Nearly seven years after the attack, Hawija has never recovered, according to the new report. “The airstrike killed breadwinners and destroyed many workplaces and thus cost many people their livelihoods; because people’s houses had become uninhabitable, they moved; damage to the electricity grid has reduced civilian access to clean (and therefore safe) drinking water,” he says. “It shows how a single airstrike can cause reverberating civilian damage that lasts for years, even generations.”
After Dutch media exposed responsibility of the Netherlands in the Hawija strike, lawmakers created a fund to help rebuild the town.
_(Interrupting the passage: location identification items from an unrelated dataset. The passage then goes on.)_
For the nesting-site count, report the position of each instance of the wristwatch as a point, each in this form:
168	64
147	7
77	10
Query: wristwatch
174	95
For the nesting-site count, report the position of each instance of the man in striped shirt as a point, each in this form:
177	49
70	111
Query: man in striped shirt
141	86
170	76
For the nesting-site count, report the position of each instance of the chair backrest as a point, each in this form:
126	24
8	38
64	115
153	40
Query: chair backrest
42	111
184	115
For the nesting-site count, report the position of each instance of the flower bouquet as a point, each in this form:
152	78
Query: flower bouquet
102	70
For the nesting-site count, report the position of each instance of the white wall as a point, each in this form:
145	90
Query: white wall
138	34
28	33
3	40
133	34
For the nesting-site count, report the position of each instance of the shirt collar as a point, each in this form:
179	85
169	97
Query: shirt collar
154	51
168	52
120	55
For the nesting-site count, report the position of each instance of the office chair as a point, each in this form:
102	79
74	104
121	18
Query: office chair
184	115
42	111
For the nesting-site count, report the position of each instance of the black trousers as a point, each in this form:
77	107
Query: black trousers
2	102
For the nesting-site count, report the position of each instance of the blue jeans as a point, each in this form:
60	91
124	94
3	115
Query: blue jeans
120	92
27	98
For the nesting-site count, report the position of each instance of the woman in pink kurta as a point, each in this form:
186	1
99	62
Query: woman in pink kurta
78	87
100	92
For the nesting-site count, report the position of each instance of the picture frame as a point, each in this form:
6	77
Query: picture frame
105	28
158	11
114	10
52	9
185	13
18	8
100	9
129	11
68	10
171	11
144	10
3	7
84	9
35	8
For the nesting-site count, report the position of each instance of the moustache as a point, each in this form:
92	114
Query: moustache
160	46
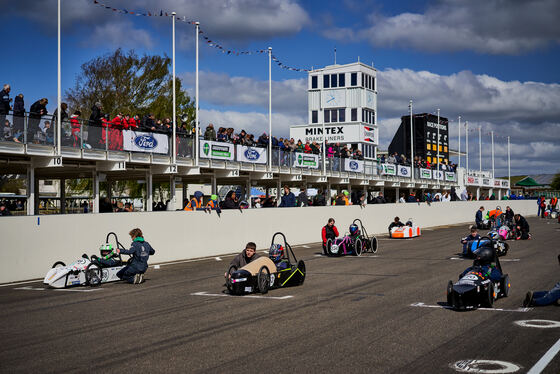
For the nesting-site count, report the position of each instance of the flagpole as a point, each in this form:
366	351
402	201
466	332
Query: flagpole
411	141
270	108
59	93
174	122
196	141
459	150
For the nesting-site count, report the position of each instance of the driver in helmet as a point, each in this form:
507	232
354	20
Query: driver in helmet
276	254
484	257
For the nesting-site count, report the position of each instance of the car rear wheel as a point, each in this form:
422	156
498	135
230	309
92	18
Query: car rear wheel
373	244
450	294
263	279
358	247
232	269
94	275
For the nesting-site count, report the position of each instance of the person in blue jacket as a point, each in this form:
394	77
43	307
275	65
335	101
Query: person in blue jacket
288	199
140	251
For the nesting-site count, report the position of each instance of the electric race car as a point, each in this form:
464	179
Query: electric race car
481	284
404	232
280	269
355	243
85	271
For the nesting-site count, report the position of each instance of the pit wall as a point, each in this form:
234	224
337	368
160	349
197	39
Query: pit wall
31	244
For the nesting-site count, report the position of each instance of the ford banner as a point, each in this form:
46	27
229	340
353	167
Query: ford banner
356	166
252	155
216	150
136	141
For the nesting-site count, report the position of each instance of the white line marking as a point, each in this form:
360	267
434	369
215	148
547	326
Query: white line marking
249	296
18	283
538	323
59	289
477	366
545	360
422	305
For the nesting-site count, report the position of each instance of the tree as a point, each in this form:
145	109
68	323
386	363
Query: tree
556	182
131	84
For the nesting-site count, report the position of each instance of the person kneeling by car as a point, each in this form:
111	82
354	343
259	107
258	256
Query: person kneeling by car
140	251
541	298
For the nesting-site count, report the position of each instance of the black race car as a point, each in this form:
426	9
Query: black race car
481	284
280	269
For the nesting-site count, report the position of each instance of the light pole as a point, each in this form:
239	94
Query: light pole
270	108
411	141
59	93
174	122
459	148
196	145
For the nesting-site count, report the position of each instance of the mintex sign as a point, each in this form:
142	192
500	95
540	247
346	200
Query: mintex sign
353	133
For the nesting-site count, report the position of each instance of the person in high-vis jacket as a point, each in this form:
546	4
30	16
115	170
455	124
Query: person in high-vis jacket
140	250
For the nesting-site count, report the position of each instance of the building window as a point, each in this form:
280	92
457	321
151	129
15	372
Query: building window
333	80
354	79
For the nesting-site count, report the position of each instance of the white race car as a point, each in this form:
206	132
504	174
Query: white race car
85	271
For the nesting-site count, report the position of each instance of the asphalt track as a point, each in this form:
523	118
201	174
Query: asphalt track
371	314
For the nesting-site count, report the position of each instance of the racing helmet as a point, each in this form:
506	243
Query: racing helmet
105	249
276	252
484	256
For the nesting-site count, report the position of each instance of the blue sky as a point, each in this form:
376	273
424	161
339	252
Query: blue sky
492	62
But the 4.4 million euros allocated are not spent in consultation with local authorities, according to the report, and are insufficient to meet current needs. Neither the Dutch government nor the US government has ever issued an apology to the survivors or individual compensation, which is not unique. “There are thousands of civilians injured by US military operations who have never even received recognition for the harm they have suffered,” Yager told The Intercept. “Those involved in Hawija absolutely deserve fines.”
Central Command and Combined Joint Task Force – Operation Inherent Resolve told The Intercept they were unable to answer questions prior to publication. Earlier this week, during a House Armed Services Committee hearing on the Pentagon’s 2023 budget, Rep. Sara Jacobs, D-California, asked if the Department of Defense plans to review civil injury cases, including those appearing in the Times’ “Civilian Casualty Files”. ” Secretary of Defense Lloyd Austin replied: “At this stage, we have no intention of restarting business.